Quite a physical word, injury. We mostly think of injury as something afflicted to the body, yet there is another kind of injury, a kind of hurt that comes from our soul. Can depression be classified as injury of the mind? Perhaps not. During my dark days, it is not my mind that hurts, or my soul, or my feelings. That darkness... It has always been hard to express, hard to pinpoint. I know the darkness came from many unresolved issues I accumulated during childhood. But as I grow older, I find it easier to accept my moods, I accept the past without trying to change it, and I think about it less. Someone might even say that I live in the moment, which is ironic because I don't believe in all that mindfulness stuff. Stating the obvious: if you concentrate on what you are doing at any given moment, without letting your mind wander to past or future, or even present worries, then you will feel content. Genius. But I have moved away from the original prompt again.... Injury I have suffered very little physical injuries so far, perhaps that's why I can't write about it.... I remember breaking my arm when I was 7. My left, so that I had to learn to write with my right hand. The nuns were very pleased with this turn of events (the left hand being the devil's hand and all that), and spent many hours guiding me through perfect Os and Ms. I remember Ls being a great struggle....

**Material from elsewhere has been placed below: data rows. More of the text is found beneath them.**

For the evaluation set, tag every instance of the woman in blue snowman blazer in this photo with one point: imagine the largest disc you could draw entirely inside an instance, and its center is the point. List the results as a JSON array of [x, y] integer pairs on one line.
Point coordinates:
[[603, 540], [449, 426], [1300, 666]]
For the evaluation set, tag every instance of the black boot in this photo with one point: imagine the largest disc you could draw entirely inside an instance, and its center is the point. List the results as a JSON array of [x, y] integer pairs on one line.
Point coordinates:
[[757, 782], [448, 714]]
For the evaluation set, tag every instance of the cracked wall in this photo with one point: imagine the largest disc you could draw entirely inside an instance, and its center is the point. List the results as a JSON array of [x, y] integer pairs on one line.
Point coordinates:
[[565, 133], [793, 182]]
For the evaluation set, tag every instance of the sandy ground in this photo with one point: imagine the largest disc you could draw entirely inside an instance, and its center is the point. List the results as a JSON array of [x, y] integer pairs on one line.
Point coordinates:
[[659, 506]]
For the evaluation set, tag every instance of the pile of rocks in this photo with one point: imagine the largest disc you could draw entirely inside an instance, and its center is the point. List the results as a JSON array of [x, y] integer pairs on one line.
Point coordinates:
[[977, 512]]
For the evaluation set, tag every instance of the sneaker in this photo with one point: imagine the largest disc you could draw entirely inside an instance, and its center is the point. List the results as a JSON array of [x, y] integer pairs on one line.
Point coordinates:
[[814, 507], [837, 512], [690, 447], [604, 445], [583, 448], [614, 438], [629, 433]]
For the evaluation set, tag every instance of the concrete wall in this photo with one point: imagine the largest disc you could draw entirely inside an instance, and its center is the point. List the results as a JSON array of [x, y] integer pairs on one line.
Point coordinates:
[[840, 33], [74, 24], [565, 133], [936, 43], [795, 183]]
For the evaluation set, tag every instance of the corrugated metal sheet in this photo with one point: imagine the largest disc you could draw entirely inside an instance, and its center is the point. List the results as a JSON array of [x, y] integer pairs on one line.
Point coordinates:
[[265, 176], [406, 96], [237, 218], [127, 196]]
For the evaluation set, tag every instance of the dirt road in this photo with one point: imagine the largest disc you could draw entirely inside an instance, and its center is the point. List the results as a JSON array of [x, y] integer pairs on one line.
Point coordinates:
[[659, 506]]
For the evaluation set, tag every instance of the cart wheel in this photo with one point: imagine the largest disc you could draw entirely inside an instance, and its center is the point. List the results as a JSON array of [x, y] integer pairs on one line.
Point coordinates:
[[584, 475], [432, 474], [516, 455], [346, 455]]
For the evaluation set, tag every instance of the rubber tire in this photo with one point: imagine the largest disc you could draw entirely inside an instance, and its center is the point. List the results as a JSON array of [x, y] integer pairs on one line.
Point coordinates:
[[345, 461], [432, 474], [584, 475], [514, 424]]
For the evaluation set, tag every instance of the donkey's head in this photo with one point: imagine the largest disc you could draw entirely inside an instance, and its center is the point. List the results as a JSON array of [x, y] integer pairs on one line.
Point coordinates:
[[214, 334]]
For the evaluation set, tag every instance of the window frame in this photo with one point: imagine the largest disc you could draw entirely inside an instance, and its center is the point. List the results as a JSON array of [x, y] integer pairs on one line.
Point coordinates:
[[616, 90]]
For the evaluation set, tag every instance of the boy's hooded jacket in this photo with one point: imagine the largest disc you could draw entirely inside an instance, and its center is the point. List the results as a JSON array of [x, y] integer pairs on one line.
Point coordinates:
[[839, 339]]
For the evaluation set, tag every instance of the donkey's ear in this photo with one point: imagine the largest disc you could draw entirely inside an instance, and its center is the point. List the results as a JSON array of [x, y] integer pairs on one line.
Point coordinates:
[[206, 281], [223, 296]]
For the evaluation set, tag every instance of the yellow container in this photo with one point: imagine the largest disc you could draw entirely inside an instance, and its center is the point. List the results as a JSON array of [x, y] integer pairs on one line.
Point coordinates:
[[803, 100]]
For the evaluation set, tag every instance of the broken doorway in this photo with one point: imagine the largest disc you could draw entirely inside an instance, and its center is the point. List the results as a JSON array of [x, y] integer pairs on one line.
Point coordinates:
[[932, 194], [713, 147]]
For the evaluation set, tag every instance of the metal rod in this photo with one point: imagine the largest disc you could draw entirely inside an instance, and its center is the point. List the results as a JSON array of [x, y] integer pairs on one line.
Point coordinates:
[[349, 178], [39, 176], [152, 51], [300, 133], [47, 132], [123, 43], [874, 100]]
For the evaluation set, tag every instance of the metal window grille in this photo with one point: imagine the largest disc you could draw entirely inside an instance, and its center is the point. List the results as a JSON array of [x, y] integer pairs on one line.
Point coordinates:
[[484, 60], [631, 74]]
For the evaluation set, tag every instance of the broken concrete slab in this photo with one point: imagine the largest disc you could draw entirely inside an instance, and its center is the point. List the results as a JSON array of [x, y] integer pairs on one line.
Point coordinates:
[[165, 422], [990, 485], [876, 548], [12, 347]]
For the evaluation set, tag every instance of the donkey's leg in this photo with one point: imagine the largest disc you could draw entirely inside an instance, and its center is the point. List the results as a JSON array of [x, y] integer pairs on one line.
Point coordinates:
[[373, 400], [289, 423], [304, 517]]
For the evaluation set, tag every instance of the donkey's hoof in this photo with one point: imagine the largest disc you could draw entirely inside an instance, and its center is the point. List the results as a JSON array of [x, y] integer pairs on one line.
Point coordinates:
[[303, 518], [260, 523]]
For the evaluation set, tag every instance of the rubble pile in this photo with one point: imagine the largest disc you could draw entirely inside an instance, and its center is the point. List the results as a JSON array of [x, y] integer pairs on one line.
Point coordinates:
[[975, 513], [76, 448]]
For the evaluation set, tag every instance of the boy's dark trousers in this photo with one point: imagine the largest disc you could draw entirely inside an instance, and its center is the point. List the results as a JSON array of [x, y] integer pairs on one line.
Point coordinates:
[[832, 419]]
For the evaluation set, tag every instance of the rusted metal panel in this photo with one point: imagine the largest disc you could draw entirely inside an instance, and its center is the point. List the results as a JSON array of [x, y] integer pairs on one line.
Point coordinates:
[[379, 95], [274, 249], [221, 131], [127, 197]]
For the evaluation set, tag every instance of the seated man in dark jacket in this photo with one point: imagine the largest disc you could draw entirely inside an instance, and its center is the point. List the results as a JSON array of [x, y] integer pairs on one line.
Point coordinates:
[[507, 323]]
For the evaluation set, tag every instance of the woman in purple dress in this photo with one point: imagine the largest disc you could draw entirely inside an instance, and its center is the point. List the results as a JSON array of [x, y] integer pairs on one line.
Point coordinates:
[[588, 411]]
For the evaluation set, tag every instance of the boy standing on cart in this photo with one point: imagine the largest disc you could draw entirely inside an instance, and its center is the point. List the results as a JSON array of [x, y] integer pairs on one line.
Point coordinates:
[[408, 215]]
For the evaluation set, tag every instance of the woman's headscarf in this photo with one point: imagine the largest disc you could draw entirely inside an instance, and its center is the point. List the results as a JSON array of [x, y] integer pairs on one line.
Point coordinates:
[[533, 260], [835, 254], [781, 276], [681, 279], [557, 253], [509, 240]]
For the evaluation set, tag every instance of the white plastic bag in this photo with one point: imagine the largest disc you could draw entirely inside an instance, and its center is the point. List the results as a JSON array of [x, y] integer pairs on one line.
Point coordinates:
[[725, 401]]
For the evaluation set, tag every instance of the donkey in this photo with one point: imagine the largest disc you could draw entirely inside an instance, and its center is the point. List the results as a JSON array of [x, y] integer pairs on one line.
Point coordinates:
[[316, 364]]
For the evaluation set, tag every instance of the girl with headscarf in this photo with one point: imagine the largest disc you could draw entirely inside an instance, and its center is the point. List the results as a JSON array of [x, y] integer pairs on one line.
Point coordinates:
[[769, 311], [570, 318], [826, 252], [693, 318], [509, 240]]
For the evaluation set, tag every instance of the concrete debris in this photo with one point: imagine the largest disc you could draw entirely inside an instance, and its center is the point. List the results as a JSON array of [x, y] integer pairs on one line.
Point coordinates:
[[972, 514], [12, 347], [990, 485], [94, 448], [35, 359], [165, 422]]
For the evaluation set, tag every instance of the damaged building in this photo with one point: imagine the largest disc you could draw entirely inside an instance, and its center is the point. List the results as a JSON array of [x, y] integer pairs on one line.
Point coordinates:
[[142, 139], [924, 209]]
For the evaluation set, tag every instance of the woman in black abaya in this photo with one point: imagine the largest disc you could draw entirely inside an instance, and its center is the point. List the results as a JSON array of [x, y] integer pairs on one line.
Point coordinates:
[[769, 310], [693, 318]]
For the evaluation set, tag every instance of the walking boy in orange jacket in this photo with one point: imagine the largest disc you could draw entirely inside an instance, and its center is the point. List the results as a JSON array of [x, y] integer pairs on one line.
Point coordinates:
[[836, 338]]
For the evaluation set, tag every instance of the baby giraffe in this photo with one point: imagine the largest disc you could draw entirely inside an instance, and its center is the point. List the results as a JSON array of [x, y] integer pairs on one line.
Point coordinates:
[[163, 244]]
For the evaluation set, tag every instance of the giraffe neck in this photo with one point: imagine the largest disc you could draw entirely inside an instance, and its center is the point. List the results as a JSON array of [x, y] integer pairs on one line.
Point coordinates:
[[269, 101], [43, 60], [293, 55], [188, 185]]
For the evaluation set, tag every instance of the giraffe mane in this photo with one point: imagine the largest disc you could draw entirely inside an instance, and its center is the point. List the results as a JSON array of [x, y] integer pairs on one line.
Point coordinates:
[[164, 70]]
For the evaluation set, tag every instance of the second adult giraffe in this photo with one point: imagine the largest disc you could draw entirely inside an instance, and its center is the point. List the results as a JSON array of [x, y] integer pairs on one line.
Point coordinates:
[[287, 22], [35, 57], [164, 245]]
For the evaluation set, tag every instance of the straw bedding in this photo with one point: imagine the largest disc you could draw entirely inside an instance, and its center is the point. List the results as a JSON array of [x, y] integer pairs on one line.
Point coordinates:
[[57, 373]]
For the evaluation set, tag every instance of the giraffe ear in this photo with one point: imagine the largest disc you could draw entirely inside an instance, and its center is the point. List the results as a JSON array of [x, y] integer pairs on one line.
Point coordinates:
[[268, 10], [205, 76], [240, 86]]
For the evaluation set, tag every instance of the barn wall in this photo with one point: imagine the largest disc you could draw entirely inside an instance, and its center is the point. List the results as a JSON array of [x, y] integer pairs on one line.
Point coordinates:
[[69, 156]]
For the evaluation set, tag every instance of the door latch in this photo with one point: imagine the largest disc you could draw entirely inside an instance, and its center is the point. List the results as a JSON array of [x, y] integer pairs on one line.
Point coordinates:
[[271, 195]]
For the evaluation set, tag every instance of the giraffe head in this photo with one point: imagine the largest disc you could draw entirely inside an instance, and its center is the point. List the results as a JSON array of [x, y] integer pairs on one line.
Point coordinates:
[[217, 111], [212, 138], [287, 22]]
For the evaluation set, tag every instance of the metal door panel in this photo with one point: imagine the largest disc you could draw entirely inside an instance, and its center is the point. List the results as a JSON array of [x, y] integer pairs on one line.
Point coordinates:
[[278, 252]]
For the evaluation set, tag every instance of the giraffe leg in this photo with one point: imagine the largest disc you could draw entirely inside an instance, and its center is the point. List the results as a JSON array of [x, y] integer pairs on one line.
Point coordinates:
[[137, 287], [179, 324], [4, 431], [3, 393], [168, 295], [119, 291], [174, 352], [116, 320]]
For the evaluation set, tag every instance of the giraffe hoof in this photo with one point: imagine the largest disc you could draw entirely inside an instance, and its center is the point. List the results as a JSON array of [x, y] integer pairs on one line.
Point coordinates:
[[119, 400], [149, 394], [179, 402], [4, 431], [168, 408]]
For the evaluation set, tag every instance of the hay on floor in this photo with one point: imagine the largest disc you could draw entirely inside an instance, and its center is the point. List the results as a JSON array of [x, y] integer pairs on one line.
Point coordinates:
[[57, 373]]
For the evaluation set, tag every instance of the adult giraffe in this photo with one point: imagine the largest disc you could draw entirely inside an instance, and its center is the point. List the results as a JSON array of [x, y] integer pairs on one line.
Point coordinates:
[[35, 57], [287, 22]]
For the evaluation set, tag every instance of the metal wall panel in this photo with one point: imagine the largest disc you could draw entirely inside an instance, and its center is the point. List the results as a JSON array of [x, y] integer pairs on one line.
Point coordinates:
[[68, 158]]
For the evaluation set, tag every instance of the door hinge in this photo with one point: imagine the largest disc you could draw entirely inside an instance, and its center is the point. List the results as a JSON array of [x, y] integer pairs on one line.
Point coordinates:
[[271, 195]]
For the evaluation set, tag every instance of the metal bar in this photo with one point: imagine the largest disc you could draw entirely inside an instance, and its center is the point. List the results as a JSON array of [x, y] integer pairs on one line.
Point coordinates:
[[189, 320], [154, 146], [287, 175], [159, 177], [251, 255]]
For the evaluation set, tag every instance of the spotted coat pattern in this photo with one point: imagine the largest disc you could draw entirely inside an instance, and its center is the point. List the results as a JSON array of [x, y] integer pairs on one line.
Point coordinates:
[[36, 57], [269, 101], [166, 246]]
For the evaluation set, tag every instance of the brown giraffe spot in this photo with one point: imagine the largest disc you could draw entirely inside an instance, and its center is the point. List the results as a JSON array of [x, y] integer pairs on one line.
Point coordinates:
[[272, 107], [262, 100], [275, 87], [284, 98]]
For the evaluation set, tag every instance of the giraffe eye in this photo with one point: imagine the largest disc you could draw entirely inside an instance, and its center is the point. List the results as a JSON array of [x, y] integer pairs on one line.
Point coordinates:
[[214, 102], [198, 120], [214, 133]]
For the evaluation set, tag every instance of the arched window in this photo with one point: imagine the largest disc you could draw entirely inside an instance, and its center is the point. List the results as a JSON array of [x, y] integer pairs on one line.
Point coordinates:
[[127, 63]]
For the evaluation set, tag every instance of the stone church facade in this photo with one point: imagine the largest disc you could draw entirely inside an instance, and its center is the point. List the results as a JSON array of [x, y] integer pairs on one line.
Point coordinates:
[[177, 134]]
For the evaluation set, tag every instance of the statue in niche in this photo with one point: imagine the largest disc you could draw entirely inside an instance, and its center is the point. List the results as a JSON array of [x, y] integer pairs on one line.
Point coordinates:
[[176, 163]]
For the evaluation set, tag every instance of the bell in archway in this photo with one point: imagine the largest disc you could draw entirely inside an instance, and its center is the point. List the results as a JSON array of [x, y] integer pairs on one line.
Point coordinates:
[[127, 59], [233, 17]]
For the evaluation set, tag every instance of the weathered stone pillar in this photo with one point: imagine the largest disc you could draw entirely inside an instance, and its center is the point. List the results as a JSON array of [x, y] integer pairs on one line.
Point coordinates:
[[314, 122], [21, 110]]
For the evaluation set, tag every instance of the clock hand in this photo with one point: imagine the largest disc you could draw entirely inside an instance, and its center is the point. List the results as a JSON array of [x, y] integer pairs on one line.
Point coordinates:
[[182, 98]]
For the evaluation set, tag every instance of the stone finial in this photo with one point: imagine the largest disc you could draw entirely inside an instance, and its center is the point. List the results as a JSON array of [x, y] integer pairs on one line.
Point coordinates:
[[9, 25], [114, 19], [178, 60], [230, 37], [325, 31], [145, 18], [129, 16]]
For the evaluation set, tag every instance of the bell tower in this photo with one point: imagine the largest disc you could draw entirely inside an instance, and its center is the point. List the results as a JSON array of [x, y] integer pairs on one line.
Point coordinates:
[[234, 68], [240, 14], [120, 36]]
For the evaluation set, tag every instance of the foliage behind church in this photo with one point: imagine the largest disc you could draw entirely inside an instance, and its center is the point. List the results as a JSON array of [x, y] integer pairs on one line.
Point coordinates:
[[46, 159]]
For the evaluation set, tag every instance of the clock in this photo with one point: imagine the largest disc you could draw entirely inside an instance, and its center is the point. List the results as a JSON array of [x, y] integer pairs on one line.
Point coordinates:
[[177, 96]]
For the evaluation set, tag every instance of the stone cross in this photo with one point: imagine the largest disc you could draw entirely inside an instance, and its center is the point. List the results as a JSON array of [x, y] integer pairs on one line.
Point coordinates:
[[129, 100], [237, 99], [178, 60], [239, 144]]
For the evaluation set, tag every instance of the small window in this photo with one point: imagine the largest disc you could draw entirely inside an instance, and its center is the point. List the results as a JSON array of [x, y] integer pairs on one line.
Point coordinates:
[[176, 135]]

I am writing. I am writing. I like the way Ben Watt writes of ‘perceived injustice’. So much of emotional injury is perceived. Real injury such as a broken leg or an experience of sexual abuse as a child leaves scars. But plenty of ‘perceived injustice’ is also carried forward. Within a family. Mum loves him more than me. Mum thinks I am a waste of space. Dad thinks I’m not good enough. My four siblings and I battled for our parents’ attention as any other litter of cubs do – mewling and scrapping, fighting for space next to our mother’s breast. We were cubs. We remained cubs until she began dying. Dying ostentatiously. Visibly. Before our very eyes. Dramatically, suddenly, glamorously, ceremonially, painfully, easily. Easily? There’s another ‘perception’. She made it look easy. She didn’t wish for us to witness her agony or sadness. Occasionally, rarely, perhaps on the way to chemo in Oxford, in the traffic on the Cowley road in March, say, with the daffodils spilling unfairly over the suburban verges, and buds forming rudely, protuberously, at the end of old branches. Ash, sycamore, Lime. Town trees. Sometimes then, tears would stream silently down her face and she would say: “I don’t mind for me. But sometimes I do mind not seeing the grandchildren grow up.” She has eight grandchildren.
“Will he go to art school? Will he play football for England? I will never see them realize their dreams.”
Then it seemed like a true injustice, not a perceived one, had been inflicted upon her. Her suffering turned our perceived injustices of our childhood into thin air. Her love for us was clear and strong and equal, as it always had been, of course. And without speaking, without even whispering to one another, we stepped into the space around her deathbed as a ring of five. All squabbles dispelled. For the six weeks of that summer prior to her death in August we were as one. No discussion, no plan. We fell into place. Taking turns to sit with her, making her laugh, finding poetry. We took her to Cornwall one last time, for one last week, and took home a box of sand from Daymer Bay. She died ten days later. In her last ten days she would play with the sand, letting it slip through her fingers.